A platform based on gas–liquid membrane dispersion with helical internals inserted is developed for microbubble generation. The effects of internals on microbubble size are investigated, including circular, helical, twisted, and polygonal geometries. Parametric studies are conducted by varying the liquid flow velocity, liquid physical properties, geometric shape, helical pitch and thickness. Compared with membranes developed with other internals inserted, the membrane with helical internals has the highest performance for microbubble generation. The size of microbubbles decreases with increasing helical pitch and decreasing helical thickness in different liquid phases. CFD simulation is used to reveal the flow field with internals inserted into the membrane, which indicates that Dean vortices are effectively generated by inserting helical internals.
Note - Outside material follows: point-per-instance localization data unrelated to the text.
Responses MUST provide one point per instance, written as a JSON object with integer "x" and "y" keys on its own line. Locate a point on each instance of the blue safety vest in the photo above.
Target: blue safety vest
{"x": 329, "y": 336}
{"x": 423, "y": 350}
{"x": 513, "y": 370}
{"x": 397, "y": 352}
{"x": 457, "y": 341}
An empirical correlation describing the microbubble size in the metallic membrane is developed considering the contribution of the gas–liquid ratio, capillary force and Dean vortices, showing good agreement with experimental data.

开发了一种基于气液膜分散体并插入螺旋内件的平台，用于产生微气泡。研究了内部结构对微气泡尺寸的影响，包括圆形、螺旋形、扭曲形和多边形几何形状。通过改变液体流速、液体物理特性、几何形状、螺距和厚度来进行参数研究。与插入其他内件开发的膜相比，具有螺旋内件的膜具有最高的微气泡生成性能。在不同液相中，微泡的尺寸随着螺距的增加和螺旋厚度的减小而减小。CFD 模拟用于揭示插入膜的内部构件的流场，这表明通过插入螺旋内件有效地产生了迪恩涡流。考虑到气液比、毛细管力和迪恩涡旋的贡献，建立了描述金属膜中微气泡大小的经验相关性，与实验数据显示出良好的一致性。